The electric aux coolant pump is located on the passenger side near the front right wheel. It's low in the engine bay. You can see it from above, but replacement is from below. Attached is a picture.

The diverter valve is on the driver's side and is accessible from above.

PXL_20250105_193205765.MP.jpg
 






Welcome to the Forum. :wave:
I thought it might be a sticking thermostat, but upon further investigation found that some modern cars now use a coolant control valve regulated by the engine computer.

Peter
 






I too wondered if the engine thermostat could have any effect on this, but the coolant temperature gauge on the dash holds steady once the engine gets up to temp.
 






I too wondered if the engine thermostat could have any effect on this, but the coolant temperature gauge on the dash holds steady once the engine gets up to temp.

The engine guage is severely "dampened" electronically. Check engine temps using a scan tool to reveal what actual temps are.
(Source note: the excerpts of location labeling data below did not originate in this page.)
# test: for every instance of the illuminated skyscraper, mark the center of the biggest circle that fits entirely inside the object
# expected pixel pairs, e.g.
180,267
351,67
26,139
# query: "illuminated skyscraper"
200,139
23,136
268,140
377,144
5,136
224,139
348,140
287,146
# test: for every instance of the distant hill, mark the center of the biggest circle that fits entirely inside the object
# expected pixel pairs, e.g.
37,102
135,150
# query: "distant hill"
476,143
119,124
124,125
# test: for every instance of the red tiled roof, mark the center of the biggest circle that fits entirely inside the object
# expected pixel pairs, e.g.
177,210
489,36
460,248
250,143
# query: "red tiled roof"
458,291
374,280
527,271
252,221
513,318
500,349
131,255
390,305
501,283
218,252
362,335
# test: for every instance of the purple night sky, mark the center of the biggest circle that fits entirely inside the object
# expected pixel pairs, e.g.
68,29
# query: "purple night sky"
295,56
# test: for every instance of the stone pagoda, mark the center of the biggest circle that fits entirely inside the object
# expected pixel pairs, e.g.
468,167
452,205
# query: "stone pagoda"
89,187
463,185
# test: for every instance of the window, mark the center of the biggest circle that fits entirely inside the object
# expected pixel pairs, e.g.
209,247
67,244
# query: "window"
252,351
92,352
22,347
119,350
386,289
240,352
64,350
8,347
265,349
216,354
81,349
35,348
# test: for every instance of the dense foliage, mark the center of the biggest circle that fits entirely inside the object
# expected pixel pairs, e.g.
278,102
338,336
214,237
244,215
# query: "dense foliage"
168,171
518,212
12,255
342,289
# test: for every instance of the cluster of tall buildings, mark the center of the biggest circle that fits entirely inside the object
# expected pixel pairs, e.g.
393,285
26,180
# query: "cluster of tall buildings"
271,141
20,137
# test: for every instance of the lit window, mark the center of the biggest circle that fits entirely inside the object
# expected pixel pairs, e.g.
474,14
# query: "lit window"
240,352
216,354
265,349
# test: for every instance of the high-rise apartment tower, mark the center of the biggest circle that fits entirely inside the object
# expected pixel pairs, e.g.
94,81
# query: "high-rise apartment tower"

My F150 (I know, not the Explorer, but I have not watched it as closely here) shows a similar guage position from 165F to 220 F as an example.
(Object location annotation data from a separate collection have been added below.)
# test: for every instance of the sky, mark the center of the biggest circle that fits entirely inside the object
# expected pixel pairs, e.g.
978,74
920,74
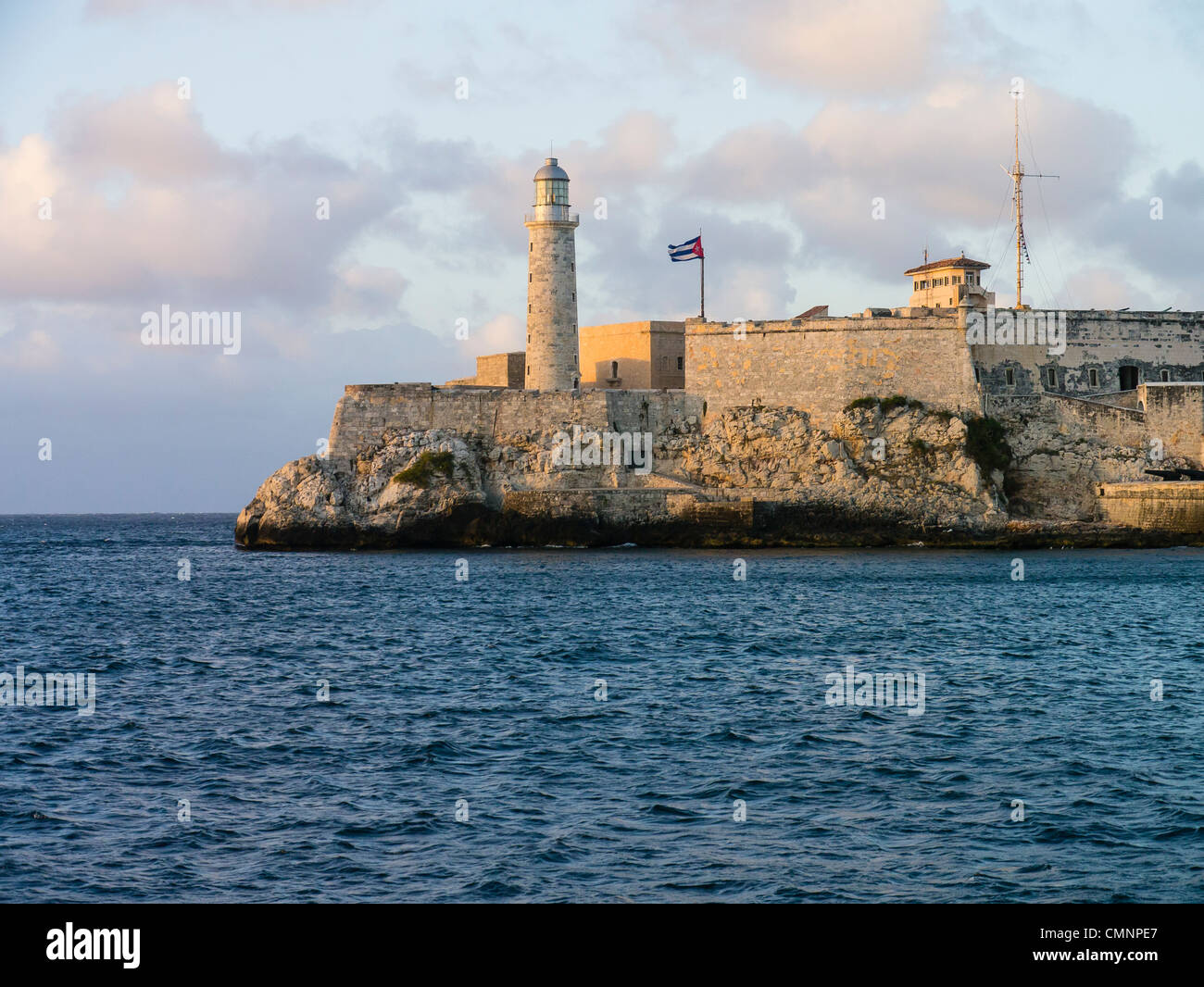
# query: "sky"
177,153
We have noted that the Explorer struggles a bit more building and keeping heat in very cold weather (like below -10F) that the one it replaced. Is that the difference between a small 4 cylinder and the V8 in the old one? Or a function of the coolant / transmission fluid heat exchanger trying to keep the transmission fluid hot? (The V8 was has a traditional cooler with a thermostat, but now way to add heat other than what the transmission created itself...)
 






Last night I decided to collect some data on what the engine coolant temperature actually is. I connected a laptop with FORscan and went for a drive on the highway. Outside temperature was about 15°F. Operating temperature on my engine leveled off at 83-85°C (181-185°F). I also monitored the aux coolant pump status and the coolant bypass valve. I noticed a trend that when the bypass valve is 'OFF', I get heat in the cabin. When the bypass valve is 'ON', no heat. It is set to on most of the time.

So I went under the hood and unplugged the cable going to the bypass valve. Heat has been working great since then with several start/stop cycles, some idling, and about 30 miles of driving.
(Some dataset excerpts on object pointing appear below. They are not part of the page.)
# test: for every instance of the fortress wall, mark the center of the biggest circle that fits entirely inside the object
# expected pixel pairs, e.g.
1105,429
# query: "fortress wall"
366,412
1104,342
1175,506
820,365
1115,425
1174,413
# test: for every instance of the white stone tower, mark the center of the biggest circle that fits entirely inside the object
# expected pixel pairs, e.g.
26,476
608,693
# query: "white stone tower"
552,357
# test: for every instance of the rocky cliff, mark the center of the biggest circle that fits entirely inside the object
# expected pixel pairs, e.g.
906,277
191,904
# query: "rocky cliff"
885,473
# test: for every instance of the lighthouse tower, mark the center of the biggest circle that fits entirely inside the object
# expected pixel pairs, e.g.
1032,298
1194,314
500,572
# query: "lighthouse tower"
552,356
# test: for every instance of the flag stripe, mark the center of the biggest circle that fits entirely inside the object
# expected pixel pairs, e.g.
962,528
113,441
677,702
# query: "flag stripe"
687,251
Now I'm wondering how this system is supposed to work? Is the computer controlling the bypass valve backwards, or did the bypass valve get assembled backwards?

PXL_20250108_232400385.MP.jpg
 






Issue resolved - two coolant hoses were connected incorrectly.

The coolant bypass valve is for the transmission heater/cooler. This valve is open when unpowered. Coolant is supposed to flow out a port at the top front of the engine on the passenger side, down to the valve, then back to the transmission.

As for the heater core circuit, coolant comes out of the top back of the engine, through the heater core(s), to the electric pump on the passenger side, and is then supposed to go to a hose with a T that connects to the reservoir and back to the pump inlet.

In my case, the aux pump outlet was connected to the inlet of the valve, which is powered closed most of the time in the winter. Thus the valve was blocking coolant from flowing through the heater core circuit.

Also, the purpose of the electric water pump is for engines with auto start/stop so it can keep hot coolant flowing to the heater core(s) while the engine is off at a red light.